Mitochondrie et métabolisme 1
Les mitochondries sont des organites bimembranaires des cellules eucaryotes aérobies. D’une taille comprise entre 0,5 et 1 µm, ces organites possèdent un chromosome circulaire et une machinerie de traduction permettant la synthèse d’une partie des protéines mitochondriales ainsi que la réplication de leur ADN : ce sont des organites semi-autonomes.
Ces organites permettent la respiration cellulaire, c’est-à-dire la synthèse d’ATP par oxydation complète de molécules carbonées comme les glucides, les lipides ou les acides aminés.

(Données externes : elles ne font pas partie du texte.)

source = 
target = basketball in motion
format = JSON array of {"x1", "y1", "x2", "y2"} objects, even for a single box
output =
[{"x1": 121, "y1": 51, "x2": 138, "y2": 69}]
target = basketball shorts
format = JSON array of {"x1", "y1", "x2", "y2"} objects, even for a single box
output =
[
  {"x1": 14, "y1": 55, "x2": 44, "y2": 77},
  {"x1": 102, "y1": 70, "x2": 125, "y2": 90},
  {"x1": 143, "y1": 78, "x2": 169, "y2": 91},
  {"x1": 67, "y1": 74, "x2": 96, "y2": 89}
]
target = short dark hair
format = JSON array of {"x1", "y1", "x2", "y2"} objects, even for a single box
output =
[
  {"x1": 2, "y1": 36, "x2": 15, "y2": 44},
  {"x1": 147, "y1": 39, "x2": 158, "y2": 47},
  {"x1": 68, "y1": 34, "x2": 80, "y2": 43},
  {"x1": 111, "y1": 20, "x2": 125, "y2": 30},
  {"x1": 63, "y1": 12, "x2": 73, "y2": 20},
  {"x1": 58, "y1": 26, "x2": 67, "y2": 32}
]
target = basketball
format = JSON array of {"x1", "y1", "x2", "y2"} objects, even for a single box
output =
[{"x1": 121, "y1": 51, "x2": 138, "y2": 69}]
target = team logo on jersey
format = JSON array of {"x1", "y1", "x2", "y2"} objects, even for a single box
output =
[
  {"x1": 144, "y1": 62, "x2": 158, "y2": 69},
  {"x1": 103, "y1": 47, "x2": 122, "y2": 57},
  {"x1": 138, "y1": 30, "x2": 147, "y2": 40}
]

La matrice mitochondriale est le lieu du cycle de Krebs, un cycle d’oxydation de l’acétyl-coA en dioxyde de carbone à l’origine de la synthèse d’un GTP, et de coenzymes réduits (1 FADH2 et 3 NADH, H+). Ces coenzymes sont réoxydés dans des chaînes respiratoires présentes dans la membrane interne mitochondriale, au niveau des crêtes. Cette chaîne respiratoire est constituée de 4 complexes enzymatiques qui agissent comme des complexes d’oxydoréduction. Ils permettent un couplage chimioosmotique, le transfert des électrons selon les potentiels d’oxydoréduction croissants permet la translocation de protons de la matrice vers l’espace intermembranaire mitochondrial. Les électrons permettent une réduction du dioxygène, accepteur final d’électrons, en eau. Le gradient de proton généré est à l’origine d’une force proto-motrice, utilisé par l’ATP synthase lors de la régénération d’ATP par couplage osmochimique. Cette production d’ATP dans les chaînes respiratoires est nommée phosphorylation oxydative.